One reason to export recipes from Workato is to enable storage in a centralized version control system. This is a standard practice at many companies that do development; but whether you do this or not may depend on whether you have staff who normally do software development work on Workato recipes, or whether you have less technical staff doing that task who aren’t accustomed to using source control for their work.

The following discussion assumes that your version control system is “git,” although the same general principles could be used with other systems.

In general, Workato recommends that you use external version control primarily for maintaining a set of snapshots of the code and as a staging area for teams to deliver and pick up code. That still has some value, because git will have a coherent history spanning the different Workato environments and everyone with a git account can see that. It also ensures that recipes can be backed up securely in the git repository.

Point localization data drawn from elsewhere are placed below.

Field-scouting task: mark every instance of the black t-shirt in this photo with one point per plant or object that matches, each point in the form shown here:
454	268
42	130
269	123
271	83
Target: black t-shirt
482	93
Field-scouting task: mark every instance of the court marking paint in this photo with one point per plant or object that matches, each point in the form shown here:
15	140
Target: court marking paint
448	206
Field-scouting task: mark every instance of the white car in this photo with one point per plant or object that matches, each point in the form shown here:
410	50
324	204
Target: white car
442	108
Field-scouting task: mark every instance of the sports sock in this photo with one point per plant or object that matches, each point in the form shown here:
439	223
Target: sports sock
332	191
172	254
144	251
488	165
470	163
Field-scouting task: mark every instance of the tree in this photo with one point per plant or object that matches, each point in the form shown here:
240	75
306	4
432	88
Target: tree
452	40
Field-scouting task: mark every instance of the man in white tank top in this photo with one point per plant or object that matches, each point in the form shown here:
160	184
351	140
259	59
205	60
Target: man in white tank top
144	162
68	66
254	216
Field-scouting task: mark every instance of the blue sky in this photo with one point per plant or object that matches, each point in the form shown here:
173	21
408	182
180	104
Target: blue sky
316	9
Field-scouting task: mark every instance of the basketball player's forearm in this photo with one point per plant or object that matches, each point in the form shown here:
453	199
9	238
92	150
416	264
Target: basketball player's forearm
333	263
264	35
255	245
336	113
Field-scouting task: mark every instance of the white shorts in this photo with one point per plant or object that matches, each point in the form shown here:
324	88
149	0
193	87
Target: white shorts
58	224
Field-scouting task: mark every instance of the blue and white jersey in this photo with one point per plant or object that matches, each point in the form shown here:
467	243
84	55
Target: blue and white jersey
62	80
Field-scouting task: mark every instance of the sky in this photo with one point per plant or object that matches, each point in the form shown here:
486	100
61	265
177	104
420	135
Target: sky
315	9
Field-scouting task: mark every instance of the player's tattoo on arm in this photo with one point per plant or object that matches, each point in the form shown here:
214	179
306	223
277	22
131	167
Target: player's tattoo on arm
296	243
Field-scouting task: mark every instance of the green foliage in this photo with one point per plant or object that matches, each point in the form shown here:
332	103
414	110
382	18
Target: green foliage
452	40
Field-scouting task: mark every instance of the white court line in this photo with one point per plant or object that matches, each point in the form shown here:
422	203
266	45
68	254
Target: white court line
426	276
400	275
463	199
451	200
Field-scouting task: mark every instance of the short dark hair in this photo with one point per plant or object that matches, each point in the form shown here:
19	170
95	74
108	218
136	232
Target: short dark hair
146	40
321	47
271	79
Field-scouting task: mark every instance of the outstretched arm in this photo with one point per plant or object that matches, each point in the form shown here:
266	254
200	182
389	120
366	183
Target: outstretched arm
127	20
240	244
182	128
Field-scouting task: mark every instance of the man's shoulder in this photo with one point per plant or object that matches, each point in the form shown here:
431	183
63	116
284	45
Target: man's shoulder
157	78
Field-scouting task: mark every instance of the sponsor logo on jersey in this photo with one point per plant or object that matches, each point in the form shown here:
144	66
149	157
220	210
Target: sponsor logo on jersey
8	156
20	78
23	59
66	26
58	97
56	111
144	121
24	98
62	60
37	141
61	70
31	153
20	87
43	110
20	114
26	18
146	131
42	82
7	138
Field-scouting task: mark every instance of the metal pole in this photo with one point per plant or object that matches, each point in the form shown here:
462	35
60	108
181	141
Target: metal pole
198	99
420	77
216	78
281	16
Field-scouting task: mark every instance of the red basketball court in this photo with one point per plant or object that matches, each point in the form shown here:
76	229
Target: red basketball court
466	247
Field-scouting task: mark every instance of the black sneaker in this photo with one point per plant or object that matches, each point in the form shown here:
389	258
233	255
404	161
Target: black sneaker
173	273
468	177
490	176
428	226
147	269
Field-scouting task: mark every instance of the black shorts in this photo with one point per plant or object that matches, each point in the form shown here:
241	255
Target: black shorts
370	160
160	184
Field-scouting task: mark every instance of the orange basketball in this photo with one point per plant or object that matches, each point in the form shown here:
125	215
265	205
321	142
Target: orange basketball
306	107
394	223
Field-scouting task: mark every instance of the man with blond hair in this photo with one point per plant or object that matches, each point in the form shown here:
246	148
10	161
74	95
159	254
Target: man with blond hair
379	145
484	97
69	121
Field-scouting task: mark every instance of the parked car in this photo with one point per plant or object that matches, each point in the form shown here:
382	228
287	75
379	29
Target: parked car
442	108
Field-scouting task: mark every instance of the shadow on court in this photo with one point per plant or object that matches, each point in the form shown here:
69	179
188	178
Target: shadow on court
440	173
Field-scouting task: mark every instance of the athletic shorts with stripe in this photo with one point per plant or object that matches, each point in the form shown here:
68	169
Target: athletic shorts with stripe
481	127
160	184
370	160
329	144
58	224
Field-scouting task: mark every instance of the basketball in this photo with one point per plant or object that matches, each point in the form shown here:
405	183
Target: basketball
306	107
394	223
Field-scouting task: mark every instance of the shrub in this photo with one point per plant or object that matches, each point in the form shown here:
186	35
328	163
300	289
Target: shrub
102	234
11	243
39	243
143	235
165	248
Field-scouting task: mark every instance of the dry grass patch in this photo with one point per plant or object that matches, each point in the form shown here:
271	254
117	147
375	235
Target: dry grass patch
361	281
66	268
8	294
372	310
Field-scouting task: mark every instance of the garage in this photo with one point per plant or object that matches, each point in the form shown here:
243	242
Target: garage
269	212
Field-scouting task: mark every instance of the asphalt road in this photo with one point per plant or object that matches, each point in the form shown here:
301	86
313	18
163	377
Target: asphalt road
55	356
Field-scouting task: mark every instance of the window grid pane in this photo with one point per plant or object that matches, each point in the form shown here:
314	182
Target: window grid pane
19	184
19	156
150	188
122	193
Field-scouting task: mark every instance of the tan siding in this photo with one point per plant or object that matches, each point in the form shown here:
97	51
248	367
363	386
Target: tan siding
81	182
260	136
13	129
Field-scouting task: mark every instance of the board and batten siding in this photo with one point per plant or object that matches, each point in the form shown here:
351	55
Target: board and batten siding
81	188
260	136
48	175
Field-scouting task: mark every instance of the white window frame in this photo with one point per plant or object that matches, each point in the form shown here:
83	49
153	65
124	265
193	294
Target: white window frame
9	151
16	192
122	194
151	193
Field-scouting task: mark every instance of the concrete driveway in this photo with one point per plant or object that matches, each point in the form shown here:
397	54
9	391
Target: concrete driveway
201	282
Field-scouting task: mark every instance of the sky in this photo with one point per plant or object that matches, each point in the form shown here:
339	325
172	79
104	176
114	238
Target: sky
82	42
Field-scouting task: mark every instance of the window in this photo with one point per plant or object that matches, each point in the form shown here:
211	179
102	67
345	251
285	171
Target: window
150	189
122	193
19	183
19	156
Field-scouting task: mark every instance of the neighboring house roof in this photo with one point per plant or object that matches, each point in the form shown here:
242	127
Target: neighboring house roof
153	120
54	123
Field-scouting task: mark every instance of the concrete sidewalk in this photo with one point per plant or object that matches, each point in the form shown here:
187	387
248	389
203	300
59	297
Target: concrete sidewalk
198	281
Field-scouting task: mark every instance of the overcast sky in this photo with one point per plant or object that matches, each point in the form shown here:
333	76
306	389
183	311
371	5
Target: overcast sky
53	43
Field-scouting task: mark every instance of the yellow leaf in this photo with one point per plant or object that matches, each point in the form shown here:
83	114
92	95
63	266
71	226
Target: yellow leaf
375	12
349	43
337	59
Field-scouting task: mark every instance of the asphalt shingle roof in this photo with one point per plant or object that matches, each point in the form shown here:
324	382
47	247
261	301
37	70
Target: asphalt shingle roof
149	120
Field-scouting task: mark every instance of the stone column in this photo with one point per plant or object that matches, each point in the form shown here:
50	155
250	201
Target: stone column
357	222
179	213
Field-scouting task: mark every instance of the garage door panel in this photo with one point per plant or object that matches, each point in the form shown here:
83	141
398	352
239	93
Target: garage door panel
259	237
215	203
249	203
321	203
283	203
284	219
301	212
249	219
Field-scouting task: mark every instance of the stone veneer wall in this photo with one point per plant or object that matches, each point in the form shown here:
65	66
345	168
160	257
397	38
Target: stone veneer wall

However, it isn’t recommended that you make changes to the recipe files while they reside outside of Workato in an external source control system. That could be risky because you don’t have the checking and validation Workato will do when changes are made in the Workato environment. Also, changes made in this way will not show in the version history visible in Workato.

# Contents

# Workato project to GitHub repository mapping

Workato packages can be mapped directly to a Git repository. A single account can have multiple projects and each project is bundled using a package.

In the example below, the Acme Workato team contains three projects and they map onto three repositories in Acme’s GitHub account.

Github workato packages Mapping Workato packages to GitHub repos

# Pull requests (PRs)

# Creation

Each new feature development starts in the Workato development account. After feature completion, the recipe developer should build a package based on the latest version of the recipes. The package should be extracted to the local Git repository directory for the project and unzipped. Then the changes should be committed to a feature branch, and pushed to a central GitHub repository.

Create PR Commit latest package to existing GitHub repo

Once the feature branch exists in Github, the developer can submit a pull request (PR) for review.

Created PR Create PR in GitHub

# Review

One or more reviewers can examine the new code in Github and add comments. The developer should address the review comments and update the PR with the fixed code. As mentioned earlier, it is recommended that changes be made first in Workato, tested, then re-exported.

Review PR Viewing recipe changes (against previous version) in GitHub

# Merge and promotion across environments

Once all PR comments are resolved, the feature branch can be merged into a master branch. At this point, the code for recipes and other artifacts can be imported into a different Workato account corresponding to the next lifecycle stage. This can be done either by export followed by import directly on Workato's UI or by a script that zips the Github code back into a Workato package which will be used for import.